TFC have three games left: vs. RBNY, vs. Montreal and at Atlanta, to claim a spot amongst the league's all-time best.
6. It's safe to say that TFC will play a part in who makes the Eastern Conference playoffs, since RBNY are in a full-on stall following Saturday's 3-2 loss at Columbus Crew SC. The hosts went up top twice, killing New York on set pieces, and are very quietly unbeaten in seven games.
This isn't the wide-open Crew SC team of Gregg Berhalter's first three years in charge, but they're probably better off for it. The fullbacks don't get quite as high and they're much more committed to counterattacking from deep with forward Ola Kamara and the wingers (especially Justin Meram, who had another banger this weekend).
It hasn't been as fun to watch as years past. No one can say it's not effective, though.
5. Mullins was finally very effective in front of net, with a bit of help from San Jose's too-passive defense:
San Jose lost 4-0. Since Chris Leitch took over mid-summer they've played eight road games and have conceded at least three goals in seven of them. Meanwhile they've been a very respectable 4-0-1 at home, having conceded just four times in those five games.
Even by MLS standards, this is a bizarre home/away split. For San Jose's purposes it'll do, though, as they finish the season with three-of-four at Avaya Stadium. If they take care of business as they have done under Leitch thus far, they will most likely make a playoff appearance.
4. Far beyond "likely" to make a playoff appearance are Vancouver, who finished their run of six-of-seven at home with a 2-1 win over Colorado on Saturday night.
The 'Caps currently top the West on both points and points per game, but finish with four-of-five on the road, all against playoff teams. And their one home game is against a sure-to-be-desperate Quakes bunch.
If they end up topping the West I'll be surprised, but I'm also surprised that they've lost just once in the past two months. Vancouver have defied quite a few expectations this year.
3. Sporting KC had a very nice week, picking up another trophy on Wednesday and then another three points on Sunday with a 2-1 win over LA.
The Galaxy have some stuff they're working on at the moment...
MNUFC are 3-1-1 in their last five, and 4-4-2 in their last 10 MLS games. They've done a lot of it without the aid of Sam Cronin and March Burch, who rescued their season from the "all-time worst" trash heap back in April, and they've gotten good production out of Abu Danladi, Christian Ramirez and especially the revitalized Ethan Finlay.
It will be fun to watch them do some more wheeling-and-dealing in the winter. One of the questions I assume they're trying to answer between now and then is "Is Kevin Molino a No. 10, or rather a playmaking winger?" He's been better in the latter spot this year, but given the glut of wide players on the roster has been used mostly as a central playmaker for the last couple of months.
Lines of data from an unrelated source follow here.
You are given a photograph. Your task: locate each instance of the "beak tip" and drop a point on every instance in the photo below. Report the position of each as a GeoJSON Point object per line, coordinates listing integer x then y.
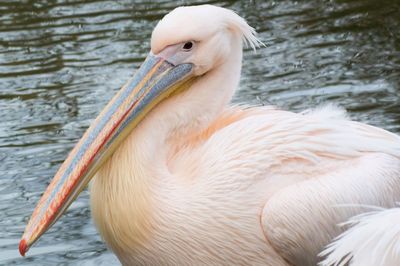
{"type": "Point", "coordinates": [23, 247]}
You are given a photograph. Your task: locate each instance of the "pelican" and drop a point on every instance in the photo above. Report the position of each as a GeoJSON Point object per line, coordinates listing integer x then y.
{"type": "Point", "coordinates": [181, 177]}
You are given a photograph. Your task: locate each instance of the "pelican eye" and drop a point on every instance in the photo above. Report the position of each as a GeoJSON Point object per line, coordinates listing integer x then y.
{"type": "Point", "coordinates": [188, 46]}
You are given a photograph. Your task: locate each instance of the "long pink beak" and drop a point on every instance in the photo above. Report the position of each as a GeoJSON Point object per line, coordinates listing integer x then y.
{"type": "Point", "coordinates": [155, 80]}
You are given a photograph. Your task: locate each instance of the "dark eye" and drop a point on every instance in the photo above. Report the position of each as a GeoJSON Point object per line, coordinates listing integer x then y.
{"type": "Point", "coordinates": [188, 46]}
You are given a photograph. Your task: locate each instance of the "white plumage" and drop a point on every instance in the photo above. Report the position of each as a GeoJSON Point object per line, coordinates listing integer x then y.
{"type": "Point", "coordinates": [198, 182]}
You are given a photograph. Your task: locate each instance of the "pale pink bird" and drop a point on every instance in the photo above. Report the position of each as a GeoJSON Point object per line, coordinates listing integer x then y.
{"type": "Point", "coordinates": [180, 177]}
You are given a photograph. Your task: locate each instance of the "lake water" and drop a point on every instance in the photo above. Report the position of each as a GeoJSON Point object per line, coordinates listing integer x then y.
{"type": "Point", "coordinates": [61, 61]}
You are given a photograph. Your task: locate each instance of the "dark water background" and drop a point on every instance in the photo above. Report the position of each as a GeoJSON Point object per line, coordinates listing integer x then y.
{"type": "Point", "coordinates": [62, 60]}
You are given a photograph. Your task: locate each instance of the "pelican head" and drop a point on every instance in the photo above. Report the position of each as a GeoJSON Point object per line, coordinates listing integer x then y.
{"type": "Point", "coordinates": [188, 44]}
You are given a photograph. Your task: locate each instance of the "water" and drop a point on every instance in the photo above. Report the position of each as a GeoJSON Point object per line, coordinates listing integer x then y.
{"type": "Point", "coordinates": [62, 60]}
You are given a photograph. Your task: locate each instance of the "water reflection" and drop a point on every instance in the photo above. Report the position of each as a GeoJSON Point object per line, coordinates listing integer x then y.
{"type": "Point", "coordinates": [61, 61]}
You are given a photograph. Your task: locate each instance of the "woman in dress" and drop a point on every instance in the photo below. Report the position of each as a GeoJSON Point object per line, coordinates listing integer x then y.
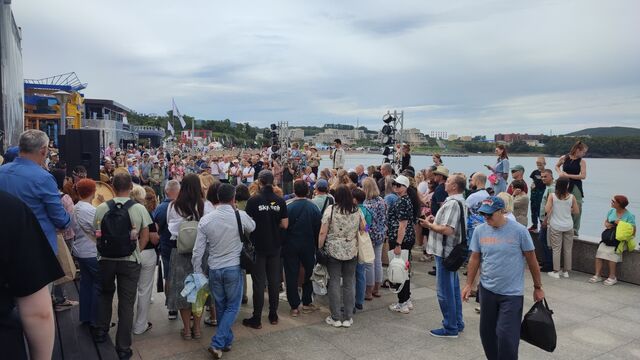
{"type": "Point", "coordinates": [338, 235]}
{"type": "Point", "coordinates": [573, 167]}
{"type": "Point", "coordinates": [85, 251]}
{"type": "Point", "coordinates": [500, 170]}
{"type": "Point", "coordinates": [607, 252]}
{"type": "Point", "coordinates": [189, 205]}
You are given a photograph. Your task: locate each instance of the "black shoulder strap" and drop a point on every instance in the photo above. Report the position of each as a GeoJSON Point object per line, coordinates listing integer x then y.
{"type": "Point", "coordinates": [240, 231]}
{"type": "Point", "coordinates": [111, 204]}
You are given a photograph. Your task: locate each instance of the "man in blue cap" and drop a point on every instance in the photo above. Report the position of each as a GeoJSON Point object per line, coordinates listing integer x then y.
{"type": "Point", "coordinates": [503, 245]}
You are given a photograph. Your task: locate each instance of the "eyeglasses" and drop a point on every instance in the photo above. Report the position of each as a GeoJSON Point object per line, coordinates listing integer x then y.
{"type": "Point", "coordinates": [486, 216]}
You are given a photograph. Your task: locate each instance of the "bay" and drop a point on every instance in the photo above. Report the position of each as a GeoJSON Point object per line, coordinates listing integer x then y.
{"type": "Point", "coordinates": [605, 178]}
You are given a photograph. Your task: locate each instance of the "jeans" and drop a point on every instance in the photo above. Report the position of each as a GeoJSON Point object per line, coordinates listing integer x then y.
{"type": "Point", "coordinates": [291, 259]}
{"type": "Point", "coordinates": [145, 289]}
{"type": "Point", "coordinates": [500, 318]}
{"type": "Point", "coordinates": [342, 296]}
{"type": "Point", "coordinates": [127, 274]}
{"type": "Point", "coordinates": [546, 248]}
{"type": "Point", "coordinates": [536, 201]}
{"type": "Point", "coordinates": [373, 272]}
{"type": "Point", "coordinates": [226, 286]}
{"type": "Point", "coordinates": [360, 283]}
{"type": "Point", "coordinates": [449, 298]}
{"type": "Point", "coordinates": [267, 269]}
{"type": "Point", "coordinates": [89, 290]}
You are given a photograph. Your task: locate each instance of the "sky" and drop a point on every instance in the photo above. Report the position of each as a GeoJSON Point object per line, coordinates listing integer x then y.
{"type": "Point", "coordinates": [466, 67]}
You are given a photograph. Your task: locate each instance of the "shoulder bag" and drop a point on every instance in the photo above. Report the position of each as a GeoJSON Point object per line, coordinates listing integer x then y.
{"type": "Point", "coordinates": [248, 253]}
{"type": "Point", "coordinates": [458, 254]}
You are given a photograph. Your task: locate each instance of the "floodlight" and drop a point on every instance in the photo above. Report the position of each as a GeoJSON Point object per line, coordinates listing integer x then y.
{"type": "Point", "coordinates": [388, 118]}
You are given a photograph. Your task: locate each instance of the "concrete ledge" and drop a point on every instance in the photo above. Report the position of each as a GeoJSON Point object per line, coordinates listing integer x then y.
{"type": "Point", "coordinates": [584, 253]}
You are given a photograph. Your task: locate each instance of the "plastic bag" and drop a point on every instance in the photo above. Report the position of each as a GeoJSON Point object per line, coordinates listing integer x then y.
{"type": "Point", "coordinates": [537, 327]}
{"type": "Point", "coordinates": [198, 307]}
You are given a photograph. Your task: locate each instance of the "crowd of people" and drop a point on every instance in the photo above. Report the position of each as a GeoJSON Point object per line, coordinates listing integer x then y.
{"type": "Point", "coordinates": [191, 212]}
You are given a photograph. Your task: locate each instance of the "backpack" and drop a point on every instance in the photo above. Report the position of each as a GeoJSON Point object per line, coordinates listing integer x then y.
{"type": "Point", "coordinates": [115, 240]}
{"type": "Point", "coordinates": [187, 233]}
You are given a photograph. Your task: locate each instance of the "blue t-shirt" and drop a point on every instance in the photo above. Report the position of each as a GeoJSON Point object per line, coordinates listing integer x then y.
{"type": "Point", "coordinates": [501, 256]}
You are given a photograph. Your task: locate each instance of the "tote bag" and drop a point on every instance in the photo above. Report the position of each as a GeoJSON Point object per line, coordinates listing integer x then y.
{"type": "Point", "coordinates": [66, 262]}
{"type": "Point", "coordinates": [365, 248]}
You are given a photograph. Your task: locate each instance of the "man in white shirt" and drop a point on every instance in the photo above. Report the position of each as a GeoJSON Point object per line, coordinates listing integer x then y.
{"type": "Point", "coordinates": [223, 167]}
{"type": "Point", "coordinates": [219, 232]}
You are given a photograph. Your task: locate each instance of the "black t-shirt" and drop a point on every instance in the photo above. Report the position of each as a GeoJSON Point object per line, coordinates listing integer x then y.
{"type": "Point", "coordinates": [267, 209]}
{"type": "Point", "coordinates": [27, 264]}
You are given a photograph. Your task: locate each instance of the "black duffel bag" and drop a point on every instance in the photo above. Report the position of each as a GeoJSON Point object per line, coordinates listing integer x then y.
{"type": "Point", "coordinates": [537, 327]}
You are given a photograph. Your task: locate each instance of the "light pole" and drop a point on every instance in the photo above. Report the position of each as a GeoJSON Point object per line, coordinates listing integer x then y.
{"type": "Point", "coordinates": [62, 97]}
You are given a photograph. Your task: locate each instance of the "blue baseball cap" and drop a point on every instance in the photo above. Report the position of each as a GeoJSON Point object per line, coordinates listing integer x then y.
{"type": "Point", "coordinates": [11, 154]}
{"type": "Point", "coordinates": [491, 205]}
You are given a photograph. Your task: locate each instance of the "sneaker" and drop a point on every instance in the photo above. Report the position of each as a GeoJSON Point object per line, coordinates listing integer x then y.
{"type": "Point", "coordinates": [335, 323]}
{"type": "Point", "coordinates": [273, 318]}
{"type": "Point", "coordinates": [401, 308]}
{"type": "Point", "coordinates": [409, 304]}
{"type": "Point", "coordinates": [252, 323]}
{"type": "Point", "coordinates": [442, 333]}
{"type": "Point", "coordinates": [554, 274]}
{"type": "Point", "coordinates": [306, 309]}
{"type": "Point", "coordinates": [594, 279]}
{"type": "Point", "coordinates": [215, 353]}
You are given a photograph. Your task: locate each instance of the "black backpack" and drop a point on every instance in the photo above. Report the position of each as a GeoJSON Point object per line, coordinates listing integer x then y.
{"type": "Point", "coordinates": [115, 240]}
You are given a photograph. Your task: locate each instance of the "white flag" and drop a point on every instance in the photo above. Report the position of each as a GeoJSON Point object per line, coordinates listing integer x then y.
{"type": "Point", "coordinates": [176, 112]}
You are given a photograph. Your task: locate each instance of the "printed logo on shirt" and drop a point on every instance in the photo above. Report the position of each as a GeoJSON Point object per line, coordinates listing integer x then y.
{"type": "Point", "coordinates": [271, 207]}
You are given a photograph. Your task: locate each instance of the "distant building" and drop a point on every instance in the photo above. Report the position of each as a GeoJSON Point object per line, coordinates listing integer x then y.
{"type": "Point", "coordinates": [348, 137]}
{"type": "Point", "coordinates": [437, 134]}
{"type": "Point", "coordinates": [296, 134]}
{"type": "Point", "coordinates": [413, 137]}
{"type": "Point", "coordinates": [510, 138]}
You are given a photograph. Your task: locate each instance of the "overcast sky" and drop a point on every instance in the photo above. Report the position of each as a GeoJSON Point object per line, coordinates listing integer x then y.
{"type": "Point", "coordinates": [466, 67]}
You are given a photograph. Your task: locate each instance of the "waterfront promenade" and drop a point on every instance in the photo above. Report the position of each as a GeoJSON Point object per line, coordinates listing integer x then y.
{"type": "Point", "coordinates": [592, 321]}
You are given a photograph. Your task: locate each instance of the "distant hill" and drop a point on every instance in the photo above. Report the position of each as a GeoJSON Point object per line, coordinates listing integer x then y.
{"type": "Point", "coordinates": [607, 131]}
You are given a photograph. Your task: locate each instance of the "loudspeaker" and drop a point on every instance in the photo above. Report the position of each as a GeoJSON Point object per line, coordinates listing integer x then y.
{"type": "Point", "coordinates": [82, 147]}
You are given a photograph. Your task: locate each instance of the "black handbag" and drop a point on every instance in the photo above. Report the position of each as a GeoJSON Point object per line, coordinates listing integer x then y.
{"type": "Point", "coordinates": [458, 254]}
{"type": "Point", "coordinates": [609, 237]}
{"type": "Point", "coordinates": [248, 253]}
{"type": "Point", "coordinates": [537, 327]}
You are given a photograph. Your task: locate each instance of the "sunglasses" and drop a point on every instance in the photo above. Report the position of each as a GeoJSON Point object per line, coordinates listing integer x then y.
{"type": "Point", "coordinates": [486, 216]}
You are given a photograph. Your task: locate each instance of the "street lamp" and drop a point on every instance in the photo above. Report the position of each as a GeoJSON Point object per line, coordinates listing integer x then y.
{"type": "Point", "coordinates": [62, 97]}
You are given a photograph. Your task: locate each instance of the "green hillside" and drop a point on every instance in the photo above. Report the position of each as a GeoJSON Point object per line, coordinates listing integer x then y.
{"type": "Point", "coordinates": [607, 131]}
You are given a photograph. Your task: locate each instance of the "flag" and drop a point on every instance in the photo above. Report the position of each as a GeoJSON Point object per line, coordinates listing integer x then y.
{"type": "Point", "coordinates": [176, 112]}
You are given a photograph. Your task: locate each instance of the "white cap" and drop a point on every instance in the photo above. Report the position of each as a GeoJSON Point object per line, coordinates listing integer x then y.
{"type": "Point", "coordinates": [402, 180]}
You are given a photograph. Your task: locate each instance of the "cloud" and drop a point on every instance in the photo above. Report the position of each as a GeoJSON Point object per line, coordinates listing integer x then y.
{"type": "Point", "coordinates": [467, 67]}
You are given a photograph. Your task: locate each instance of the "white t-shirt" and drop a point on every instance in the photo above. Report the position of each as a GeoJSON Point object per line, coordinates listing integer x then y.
{"type": "Point", "coordinates": [248, 171]}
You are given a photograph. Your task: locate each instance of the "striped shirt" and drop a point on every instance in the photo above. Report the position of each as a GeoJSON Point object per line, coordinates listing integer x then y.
{"type": "Point", "coordinates": [449, 215]}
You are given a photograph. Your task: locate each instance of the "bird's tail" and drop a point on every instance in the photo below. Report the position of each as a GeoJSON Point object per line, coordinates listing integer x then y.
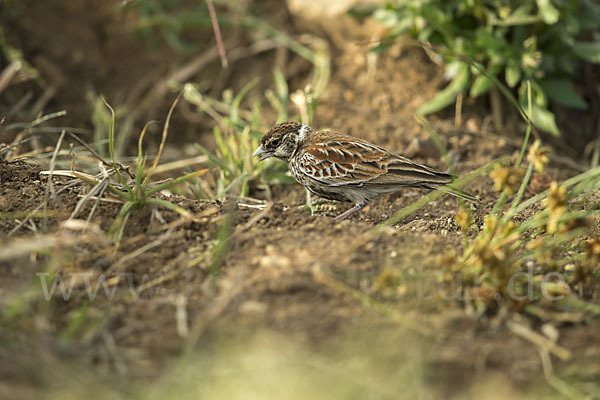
{"type": "Point", "coordinates": [455, 193]}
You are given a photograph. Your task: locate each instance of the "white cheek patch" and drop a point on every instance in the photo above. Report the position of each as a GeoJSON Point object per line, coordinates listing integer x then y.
{"type": "Point", "coordinates": [302, 132]}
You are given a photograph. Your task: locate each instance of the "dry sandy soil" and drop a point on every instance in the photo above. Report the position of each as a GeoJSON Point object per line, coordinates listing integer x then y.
{"type": "Point", "coordinates": [291, 298]}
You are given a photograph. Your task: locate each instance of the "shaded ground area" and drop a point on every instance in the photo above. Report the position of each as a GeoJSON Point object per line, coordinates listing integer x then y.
{"type": "Point", "coordinates": [271, 297]}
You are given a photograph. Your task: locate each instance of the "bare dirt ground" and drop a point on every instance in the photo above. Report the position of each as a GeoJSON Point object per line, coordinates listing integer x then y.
{"type": "Point", "coordinates": [290, 296]}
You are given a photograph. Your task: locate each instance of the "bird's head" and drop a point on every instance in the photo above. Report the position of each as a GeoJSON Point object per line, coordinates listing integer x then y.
{"type": "Point", "coordinates": [282, 140]}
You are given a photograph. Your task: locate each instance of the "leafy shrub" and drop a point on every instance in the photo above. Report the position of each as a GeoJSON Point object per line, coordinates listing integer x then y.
{"type": "Point", "coordinates": [544, 41]}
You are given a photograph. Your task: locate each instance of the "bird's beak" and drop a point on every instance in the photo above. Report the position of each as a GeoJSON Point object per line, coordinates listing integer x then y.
{"type": "Point", "coordinates": [262, 152]}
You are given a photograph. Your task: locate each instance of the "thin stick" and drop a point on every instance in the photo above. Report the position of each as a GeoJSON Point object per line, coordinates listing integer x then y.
{"type": "Point", "coordinates": [215, 24]}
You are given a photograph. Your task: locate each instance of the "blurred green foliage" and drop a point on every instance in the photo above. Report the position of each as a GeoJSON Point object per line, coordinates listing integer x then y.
{"type": "Point", "coordinates": [544, 41]}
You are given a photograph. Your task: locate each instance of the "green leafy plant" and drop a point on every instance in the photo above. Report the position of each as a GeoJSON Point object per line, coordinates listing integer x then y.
{"type": "Point", "coordinates": [237, 134]}
{"type": "Point", "coordinates": [140, 192]}
{"type": "Point", "coordinates": [542, 41]}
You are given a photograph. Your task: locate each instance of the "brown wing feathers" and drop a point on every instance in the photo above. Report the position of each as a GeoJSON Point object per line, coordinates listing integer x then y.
{"type": "Point", "coordinates": [351, 160]}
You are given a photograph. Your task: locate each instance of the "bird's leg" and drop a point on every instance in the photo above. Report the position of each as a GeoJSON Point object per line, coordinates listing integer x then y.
{"type": "Point", "coordinates": [351, 211]}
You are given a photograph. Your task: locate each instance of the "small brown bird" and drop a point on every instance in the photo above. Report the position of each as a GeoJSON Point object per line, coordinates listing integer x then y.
{"type": "Point", "coordinates": [344, 168]}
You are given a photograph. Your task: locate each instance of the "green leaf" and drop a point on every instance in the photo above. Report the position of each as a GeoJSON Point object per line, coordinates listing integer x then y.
{"type": "Point", "coordinates": [512, 74]}
{"type": "Point", "coordinates": [588, 51]}
{"type": "Point", "coordinates": [446, 96]}
{"type": "Point", "coordinates": [481, 86]}
{"type": "Point", "coordinates": [544, 120]}
{"type": "Point", "coordinates": [561, 91]}
{"type": "Point", "coordinates": [548, 12]}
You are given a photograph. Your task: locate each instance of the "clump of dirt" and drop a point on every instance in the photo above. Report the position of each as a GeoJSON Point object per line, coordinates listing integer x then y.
{"type": "Point", "coordinates": [173, 284]}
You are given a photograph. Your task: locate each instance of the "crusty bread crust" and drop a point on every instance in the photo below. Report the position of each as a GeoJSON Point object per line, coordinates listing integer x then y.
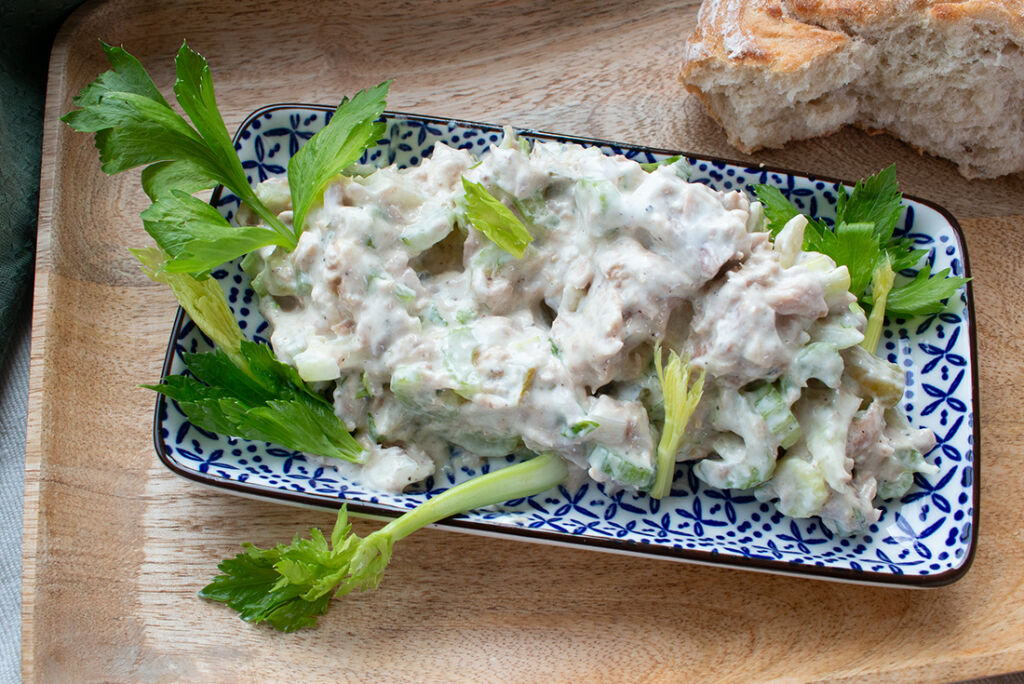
{"type": "Point", "coordinates": [946, 77]}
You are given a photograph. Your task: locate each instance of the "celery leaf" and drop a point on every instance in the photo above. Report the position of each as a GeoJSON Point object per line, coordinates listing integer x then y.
{"type": "Point", "coordinates": [334, 147]}
{"type": "Point", "coordinates": [494, 219]}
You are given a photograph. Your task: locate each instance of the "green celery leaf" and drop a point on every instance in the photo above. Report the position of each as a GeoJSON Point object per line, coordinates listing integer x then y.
{"type": "Point", "coordinates": [854, 246]}
{"type": "Point", "coordinates": [333, 148]}
{"type": "Point", "coordinates": [249, 585]}
{"type": "Point", "coordinates": [203, 299]}
{"type": "Point", "coordinates": [128, 75]}
{"type": "Point", "coordinates": [162, 177]}
{"type": "Point", "coordinates": [778, 210]}
{"type": "Point", "coordinates": [494, 219]}
{"type": "Point", "coordinates": [290, 586]}
{"type": "Point", "coordinates": [262, 399]}
{"type": "Point", "coordinates": [142, 131]}
{"type": "Point", "coordinates": [135, 126]}
{"type": "Point", "coordinates": [194, 89]}
{"type": "Point", "coordinates": [925, 294]}
{"type": "Point", "coordinates": [197, 237]}
{"type": "Point", "coordinates": [650, 166]}
{"type": "Point", "coordinates": [876, 200]}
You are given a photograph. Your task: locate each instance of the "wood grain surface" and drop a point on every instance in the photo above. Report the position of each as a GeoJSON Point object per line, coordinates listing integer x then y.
{"type": "Point", "coordinates": [116, 547]}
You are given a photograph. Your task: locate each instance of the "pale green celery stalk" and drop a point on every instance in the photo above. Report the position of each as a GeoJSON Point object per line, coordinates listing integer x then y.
{"type": "Point", "coordinates": [837, 279]}
{"type": "Point", "coordinates": [882, 283]}
{"type": "Point", "coordinates": [290, 586]}
{"type": "Point", "coordinates": [204, 300]}
{"type": "Point", "coordinates": [523, 479]}
{"type": "Point", "coordinates": [680, 401]}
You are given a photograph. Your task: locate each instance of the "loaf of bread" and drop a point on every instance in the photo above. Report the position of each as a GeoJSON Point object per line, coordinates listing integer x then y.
{"type": "Point", "coordinates": [945, 77]}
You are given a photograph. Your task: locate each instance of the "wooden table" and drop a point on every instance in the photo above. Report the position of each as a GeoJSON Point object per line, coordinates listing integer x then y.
{"type": "Point", "coordinates": [116, 546]}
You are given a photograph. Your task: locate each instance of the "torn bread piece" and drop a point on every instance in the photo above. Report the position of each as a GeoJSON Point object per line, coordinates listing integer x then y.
{"type": "Point", "coordinates": [945, 77]}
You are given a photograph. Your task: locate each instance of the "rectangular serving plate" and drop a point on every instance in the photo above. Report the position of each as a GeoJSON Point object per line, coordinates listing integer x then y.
{"type": "Point", "coordinates": [927, 539]}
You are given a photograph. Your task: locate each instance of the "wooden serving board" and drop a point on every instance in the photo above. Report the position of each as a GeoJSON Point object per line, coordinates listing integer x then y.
{"type": "Point", "coordinates": [116, 546]}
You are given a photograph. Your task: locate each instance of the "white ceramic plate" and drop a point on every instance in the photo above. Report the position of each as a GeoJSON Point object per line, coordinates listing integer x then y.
{"type": "Point", "coordinates": [926, 539]}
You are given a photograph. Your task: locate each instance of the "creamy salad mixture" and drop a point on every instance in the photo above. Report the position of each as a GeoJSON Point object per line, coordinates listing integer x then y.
{"type": "Point", "coordinates": [429, 335]}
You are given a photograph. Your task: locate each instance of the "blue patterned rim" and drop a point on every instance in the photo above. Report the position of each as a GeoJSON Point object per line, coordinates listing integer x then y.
{"type": "Point", "coordinates": [927, 540]}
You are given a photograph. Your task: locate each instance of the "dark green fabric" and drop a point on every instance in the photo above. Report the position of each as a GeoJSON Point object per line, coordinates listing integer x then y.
{"type": "Point", "coordinates": [28, 31]}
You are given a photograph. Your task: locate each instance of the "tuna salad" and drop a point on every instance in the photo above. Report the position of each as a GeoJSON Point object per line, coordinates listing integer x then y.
{"type": "Point", "coordinates": [433, 338]}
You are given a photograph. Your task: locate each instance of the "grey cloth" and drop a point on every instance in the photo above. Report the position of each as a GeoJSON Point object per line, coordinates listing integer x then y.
{"type": "Point", "coordinates": [14, 384]}
{"type": "Point", "coordinates": [27, 30]}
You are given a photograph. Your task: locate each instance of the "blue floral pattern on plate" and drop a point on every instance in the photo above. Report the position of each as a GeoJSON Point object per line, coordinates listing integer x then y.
{"type": "Point", "coordinates": [927, 538]}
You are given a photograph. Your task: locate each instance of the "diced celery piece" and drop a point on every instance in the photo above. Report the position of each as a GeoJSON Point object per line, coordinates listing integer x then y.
{"type": "Point", "coordinates": [767, 400]}
{"type": "Point", "coordinates": [486, 445]}
{"type": "Point", "coordinates": [897, 487]}
{"type": "Point", "coordinates": [621, 468]}
{"type": "Point", "coordinates": [429, 230]}
{"type": "Point", "coordinates": [800, 486]}
{"type": "Point", "coordinates": [406, 382]}
{"type": "Point", "coordinates": [875, 376]}
{"type": "Point", "coordinates": [735, 467]}
{"type": "Point", "coordinates": [817, 359]}
{"type": "Point", "coordinates": [459, 348]}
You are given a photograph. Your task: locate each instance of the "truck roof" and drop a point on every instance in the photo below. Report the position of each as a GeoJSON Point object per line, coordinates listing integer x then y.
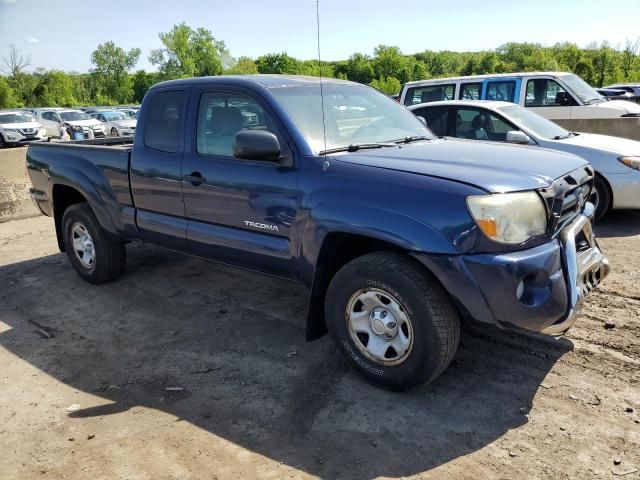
{"type": "Point", "coordinates": [494, 75]}
{"type": "Point", "coordinates": [265, 80]}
1. And finally our Pass of the Week goes to a guy who's definitely not a No. 10, but whose passing defined Philly's 3-1 win over visiting Chicago:
Alejandro Bedoya is very good at little plays like that, and I still maintain that if he were in a situation where he could conduct rather than outright create, he'd get his due as one of the best No. 8s in MLS.
The Fire are now just 3-7-1 since the Gold Cup break, having fallen from first to fourth in the Eastern Conference. It's not panic time – they're going to make the playoffs – but the magic they had somehow bottled up from March through June really is gone, and they haven't figured out any other way to win games in its absence.